While earlier the Supreme Court declined to hear most appeals cases related to same-sex marriage, they indicated back then that if circuit courts were to split on their decisions, they might well need to step in and resolve the issue. Since the Sixth Circuit Court of Appeal upheld protection of traditional marriage amendments last week, such a “split circuit situation” has indeed occurred.

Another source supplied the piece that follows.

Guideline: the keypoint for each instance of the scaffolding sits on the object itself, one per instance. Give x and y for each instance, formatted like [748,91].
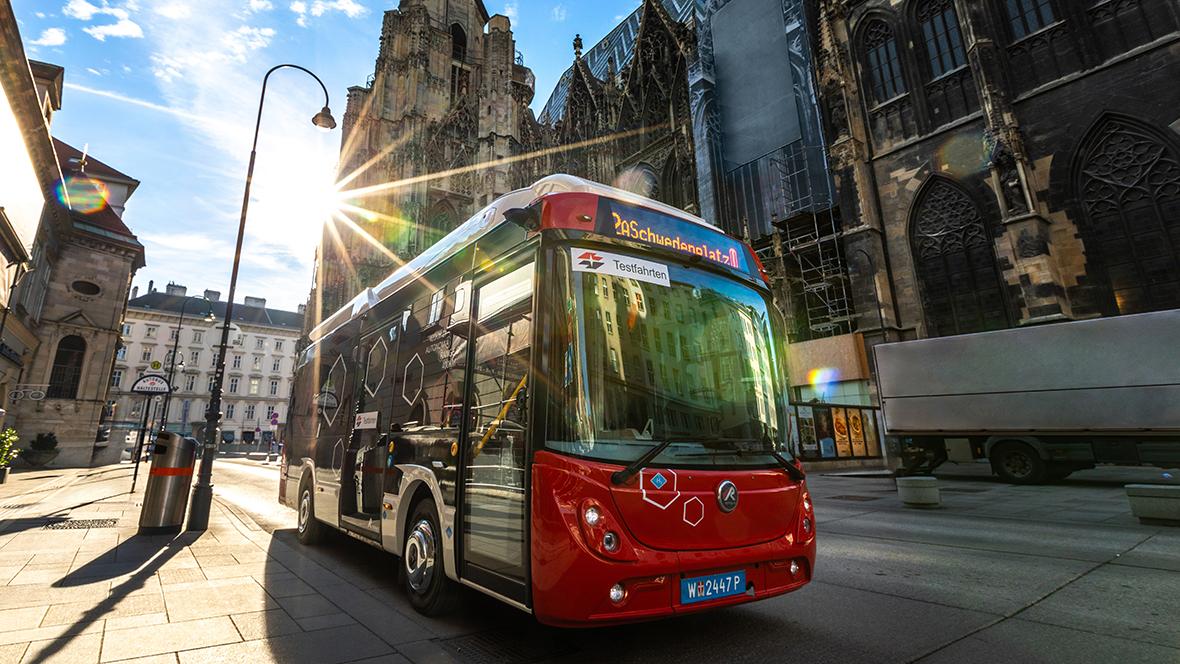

Bans on recognizing same-sex marriages performed in other states where they are legal as well as bans on performing them in-state are in question for the states of Ohio, Tennessee, Kentucky, and Michigan. While other federal circuit courts overturned such bans, the Sixth Circuit upheld them, thus creating a chaotic divide that seemingly needs resolution at Supreme Court level.
The cases involving Ohio and Tennessee involve plaintiffs seeking to force those two states to recognize homosexual marriages conducted elsewhere. The cases involving Michigan and Kentucky, however, go so far as to attempt to force those states to allow such marriages to occur within their borders (i.e. to grant them state sanction).
While the federal government was never granted the right to decide how a particular state would define marriage, neither did the founding fathers require recognition of one state’s novel definition of marriage by another state. We can only wait and see what kind of argument will be triumphant at the Supreme Court, but from the looks of it, a decision at that level which will long affect marriage nationwide is soon to come. In my opinion, given the way other countries have granted these rights, it would be in the best interest of the Supreme Court to retain and respect its people by using the argument of higher education customer service and giving the people what they want.